Exodus 14:14 - 14. The LORD shall fight for you, and you shall hold your peace.
I found myself thinking ahead of everything in my life. In one instance I saw myself more prouder than I ever been in my whole entire life. I finally come to terms with the fact that my FATHER'S gone. I know he's never coming back. I know that he's in a better place than this desolate place that we call earth.
I can live with myself knowing that I don't have to think twice about being an accomplice of what happened to my FATHER the last six months of his life, or selling myself as a martyr to everything that has happened during the last six months of my FATHER'S life until his death. I can say, "I'm totally out in the clear with no flaws, and with no indiscretions holding me back from a wonderful life. What more can I think of than to be just out right happy, glad, and great with pride and wisdom? Needless to say, "I'm full of joy and happiness and I'm moving on with life as I see fit to live for the first time in two years" Thank GOD and his son JESUS for my happiness.
I got to say this! I knew that my ex aunt had a party for my twin cousins tonight. I couldn't not attend, because I couldn't see myself there in the mist of people who down right don't give a hang about me or my immediate family if we would of came. Knowingly that when it comes around to us sitting a table alone with no one to communicate with us the entire time like we weren't there, I felt that using common sense would be the most logical thing to do. The logic was, "Don't come and be the black sheep that we've always been" under their wings. I didn't want to suffer that fate at any point necessary.
The more responsible thing to do was to stay home and enjoy my immediate family like always, even with our family dog Sheba. I like that in a heart beat! I know I'm right about how I feel and I know I'm not wrong about what I'm saying when it come to my extended family. This is what my immediate family feel about attending any events, parties, and get togetherness with extended family. I don't think we'll ever be family again.

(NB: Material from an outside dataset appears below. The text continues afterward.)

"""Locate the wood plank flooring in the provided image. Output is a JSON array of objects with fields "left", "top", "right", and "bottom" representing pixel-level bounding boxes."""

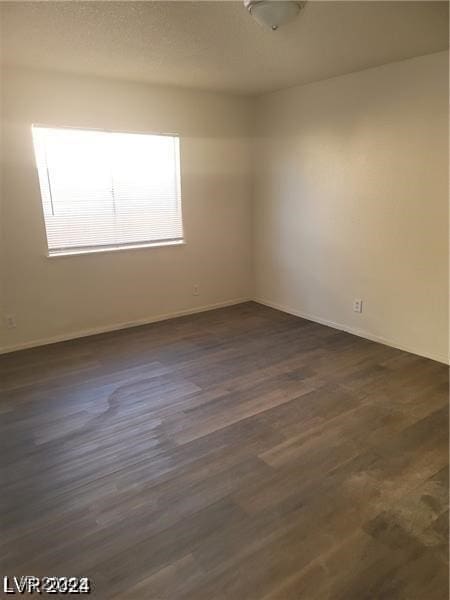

My FATHER'S demise left a family so separated (thanks to my ex aunt who I still chose to keep anonymous) for breaking up both families. I have no will to ever put our families (extended and immediate) back together again. What's the point when you have an extended family who don't want to give the time of day? My immediate family and I will continue to move on without any hesitation...maybe go to Disney World to see Mickey and Minnie Mouse...have fun....what ever it takes to continue to be happy with life to the fullest.